Leading UK defined contribution (DC) providers should pay more attention to addressing sustainability for their fixed income assets, with action on this lagging in comparison with schemes’ growth phase, Barnett Waddingham has said.
Since the consultancy’s initial sustainability-related analysis of DC-governed investment strategies in 2021, there has been a 23% increase in schemes’ investment in assets with climate targets during the growth phase.
Most providers are yet to take action on their fixed income investments and although this has been for good reason, it is now possible to build “credible [fixed income] portfolios allowing for sustainability,” said Barnett Waddingham.
“And thinking about real world outcomes, bonds serve as a significant but often overlooked source of fossil fuel financing – corporate bonds alone contribute up to 50% of fossil fuel financing,” the consultancy wrote in a report.
“By neglecting to address bond investments, could DC pension schemes be leaving themselves vulnerable to potential legal risks further down the line?”
Barnett Waddingham’s analysis looked at 22 default DC strategies at leading UK workplace providers. It said 15 strategies had plans to reach net zero by 2050, three had no target, and four had a 2040 target. All but one of the providers with a formal net zero target now incorporate interim emissions targets, in most cases pinned to 2030.
Of the three providers that have not set a net zero target, the consultancy said one is considering it and another is not due to set one because it considers a long-term target could be influenced by external factors beyond its control and says it is prioritising immediate action and it anticipates achieving investment net zero before 2050.

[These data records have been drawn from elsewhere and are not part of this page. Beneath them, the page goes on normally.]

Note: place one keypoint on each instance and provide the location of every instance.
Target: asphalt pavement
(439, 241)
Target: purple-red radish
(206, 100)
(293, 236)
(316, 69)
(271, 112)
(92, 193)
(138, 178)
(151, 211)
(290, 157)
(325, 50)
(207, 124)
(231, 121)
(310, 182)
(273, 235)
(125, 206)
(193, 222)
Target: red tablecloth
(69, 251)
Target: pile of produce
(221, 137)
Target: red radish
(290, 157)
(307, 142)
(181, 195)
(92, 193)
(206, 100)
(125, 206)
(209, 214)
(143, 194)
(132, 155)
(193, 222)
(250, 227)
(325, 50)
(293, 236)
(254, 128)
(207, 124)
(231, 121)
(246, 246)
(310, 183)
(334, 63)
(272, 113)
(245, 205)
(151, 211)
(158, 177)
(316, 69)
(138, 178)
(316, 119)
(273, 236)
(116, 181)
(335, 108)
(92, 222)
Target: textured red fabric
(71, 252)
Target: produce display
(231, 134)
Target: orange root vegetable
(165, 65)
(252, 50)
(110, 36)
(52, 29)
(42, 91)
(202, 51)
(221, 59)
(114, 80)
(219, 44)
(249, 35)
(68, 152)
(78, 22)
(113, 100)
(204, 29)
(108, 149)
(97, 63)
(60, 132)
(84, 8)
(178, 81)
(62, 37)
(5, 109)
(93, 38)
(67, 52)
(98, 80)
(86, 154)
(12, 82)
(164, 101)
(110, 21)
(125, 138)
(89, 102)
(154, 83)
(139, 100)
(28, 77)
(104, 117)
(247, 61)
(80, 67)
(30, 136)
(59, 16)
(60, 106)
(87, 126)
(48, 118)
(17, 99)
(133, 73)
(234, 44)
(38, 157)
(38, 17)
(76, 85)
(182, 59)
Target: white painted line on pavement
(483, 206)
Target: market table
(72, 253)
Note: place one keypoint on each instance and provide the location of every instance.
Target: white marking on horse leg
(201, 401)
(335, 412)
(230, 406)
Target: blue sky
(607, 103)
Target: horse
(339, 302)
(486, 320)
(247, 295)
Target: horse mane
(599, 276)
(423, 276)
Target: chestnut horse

All governed DC default solutions in the sample posted a positive return over 2023 – across all age cohorts — buoyed by rising equity markets and reducing bond yields.
Barnett Waddingham said the average growth portfolio performance across all schemes was 12.8% (-9.5% in 2022), although there was a significant gap between the best and worst performers, led primarily by strategic asset allocation.
The gap was almost 10% in the growth phase and around 8% at-retirement.